July 1, 2009 at 9:31 am
I want to return all values that represent x% of the total values within a table. Here's some test data:
create table #temp (customer varchar(15),number int)
insert into #temp select'A',10
insert into #temp select'B',20
insert into #temp select'C',17
insert into #temp select'D',18
insert into #temp select'E',30
insert into #temp select'F',40
insert into #temp select'G',10
insert into #temp select'H',20
insert into #temp select'I',17
insert into #temp select'J',18
insert into #temp select'K',30
insert into #temp select'L',40
select top 60 percent * from #temp
order by number desc
drop table #temp
When this is executed 60% of the total lines are returned but what I want is for it to return those rows whose 'number' values represent 60% of the total when added. So using my test data, 60% of the total would be represented by customers F, L, K and E because the sum of all the rows is 233 and the sum of F, L, K and E is 140 = 60%
Thanks
David
July 1, 2009 at 10:34 am
July 1, 2009 at 10:47 am
This is a weird one...
would something like this do the trick?
declare @Total decimal(18,2)
select @Total = sum(number)
from #temp
create table #temp2
(
customer varchar(15),
number int,
Ranking int
)
insert #temp2
select customer,
Number,
ranking = row_number() over(order by number desc)
from #temp
select customer,
number,
Running,
pct = round((cast(Running as decimal(10,2))/ cast(@Total as decimal(10,2)))*100, 0)
from
(
select customer,
number,
Ranking = ntile(12) over(order by number desc),
Running = (select sum(number) from #temp2 t1
where t1.Ranking <= t.Ranking)
from #temp2 t
)sub
where round((cast(Running as decimal(10,2))/ cast(@Total as decimal(10,2)))*100, 0) <= 60
drop table #temp2
This mess first orders the customers by Number Desc. Then calculates the running total and percentage of the running total against the total total, and returns those rows that add up to close to 60% without going over ("you're the next contestant on the Price is Right"...)

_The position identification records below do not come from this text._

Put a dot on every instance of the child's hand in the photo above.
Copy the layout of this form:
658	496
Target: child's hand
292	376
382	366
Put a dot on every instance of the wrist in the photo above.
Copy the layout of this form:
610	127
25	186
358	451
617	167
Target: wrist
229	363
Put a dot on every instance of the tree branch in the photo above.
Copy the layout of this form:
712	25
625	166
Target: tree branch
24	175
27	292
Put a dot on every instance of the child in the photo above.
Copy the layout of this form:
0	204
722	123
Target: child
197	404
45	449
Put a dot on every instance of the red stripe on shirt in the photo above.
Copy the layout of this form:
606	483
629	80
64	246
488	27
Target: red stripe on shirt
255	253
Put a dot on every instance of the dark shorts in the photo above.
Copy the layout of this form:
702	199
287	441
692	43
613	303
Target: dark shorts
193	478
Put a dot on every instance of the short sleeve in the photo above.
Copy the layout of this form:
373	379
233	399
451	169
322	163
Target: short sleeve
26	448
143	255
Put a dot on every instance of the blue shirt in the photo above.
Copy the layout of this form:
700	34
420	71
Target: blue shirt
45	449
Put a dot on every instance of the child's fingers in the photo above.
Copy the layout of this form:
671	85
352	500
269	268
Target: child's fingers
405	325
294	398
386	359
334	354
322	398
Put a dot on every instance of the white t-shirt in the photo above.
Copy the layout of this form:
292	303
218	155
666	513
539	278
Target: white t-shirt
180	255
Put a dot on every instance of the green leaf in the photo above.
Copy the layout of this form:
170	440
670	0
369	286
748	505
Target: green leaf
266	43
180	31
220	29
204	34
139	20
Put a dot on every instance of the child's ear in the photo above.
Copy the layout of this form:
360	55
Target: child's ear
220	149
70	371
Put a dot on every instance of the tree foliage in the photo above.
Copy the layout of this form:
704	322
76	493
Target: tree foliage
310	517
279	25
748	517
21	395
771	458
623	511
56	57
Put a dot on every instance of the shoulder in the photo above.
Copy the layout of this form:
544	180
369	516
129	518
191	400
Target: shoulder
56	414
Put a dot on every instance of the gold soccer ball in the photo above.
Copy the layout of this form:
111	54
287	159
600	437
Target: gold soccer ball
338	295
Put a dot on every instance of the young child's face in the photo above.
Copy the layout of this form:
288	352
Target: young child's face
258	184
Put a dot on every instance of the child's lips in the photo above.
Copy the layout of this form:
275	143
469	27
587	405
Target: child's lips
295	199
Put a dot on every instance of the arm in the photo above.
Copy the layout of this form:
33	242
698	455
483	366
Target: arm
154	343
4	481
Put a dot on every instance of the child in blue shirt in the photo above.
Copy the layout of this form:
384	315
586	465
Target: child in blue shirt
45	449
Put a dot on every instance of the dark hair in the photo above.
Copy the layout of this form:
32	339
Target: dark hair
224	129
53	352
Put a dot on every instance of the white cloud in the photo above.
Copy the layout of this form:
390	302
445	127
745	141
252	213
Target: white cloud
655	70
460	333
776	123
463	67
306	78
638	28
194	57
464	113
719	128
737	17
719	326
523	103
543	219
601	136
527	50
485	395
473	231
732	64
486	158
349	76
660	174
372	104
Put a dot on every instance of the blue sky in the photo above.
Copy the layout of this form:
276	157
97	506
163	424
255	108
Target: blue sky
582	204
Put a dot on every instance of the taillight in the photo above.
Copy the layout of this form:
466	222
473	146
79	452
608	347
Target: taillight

This is based on an inference that you want to return the top 60% of customers by number.
This works fine on a small set, but doubt it would be pretty on a large set of data...lots of table scans, sorts and temp table weirdness...
/*****************
If most people are not willing to see the difficulty, this is mainly because, consciously or unconsciously, they assume that it will be they who will settle these questions for the others, and because they are convinced of their own capacity to do this. -Friedrich August von Hayek
*****************/
July 1, 2009 at 10:52 am
I wasn't sure if you were looking for all combinations of Customers that meet that percentage or just starting with the min number or.???
At anyrate, I just used a simple running total solution to get some results. Hopefully, it'll help:DECLARE @Temp table (customer varchar(15),number int)
insert into @Temp select'A',10
insert into @Temp select'B',20
insert into @Temp select'C',17
insert into @Temp select'D',18
insert into @Temp select'E',30
insert into @Temp select'F',40
insert into @Temp select'G',10
insert into @Temp select'H',20
insert into @Temp select'I',17
insert into @Temp select'J',18
insert into @Temp select'K',30
insert into @Temp select'L',40
DECLARE @Sum INT
SELECT @Sum = SUM(number)
FROM @Temp
DECLARE @Percent FLOAT
SET @Percent = @Sum * .6
SELECT
customer, Number, RunningTotal
FROM
(
SELECT
customer,
number,
(
SELECT SUM(Number)
FROM
(
SELECT *,ROW_NUMBER() OVER (ORDER BY Number, Customer) AS RowNum
FROM @Temp
) AS A
WHERE RowNum <= T.RowNum
) AS RunningTotal
FROM
(SELECT *,ROW_NUMBER() OVER (ORDER BY Number, Customer) AS RowNum FROM @Temp) T
) AS D
WHERE
RunningTotal <= @Percent -- Could add on some sort of varience if needed
ORDER BY
RunningTotal
July 1, 2009 at 1:26 pm
Thanks all, I'm out of the office so I'll test your solutions tomorrow.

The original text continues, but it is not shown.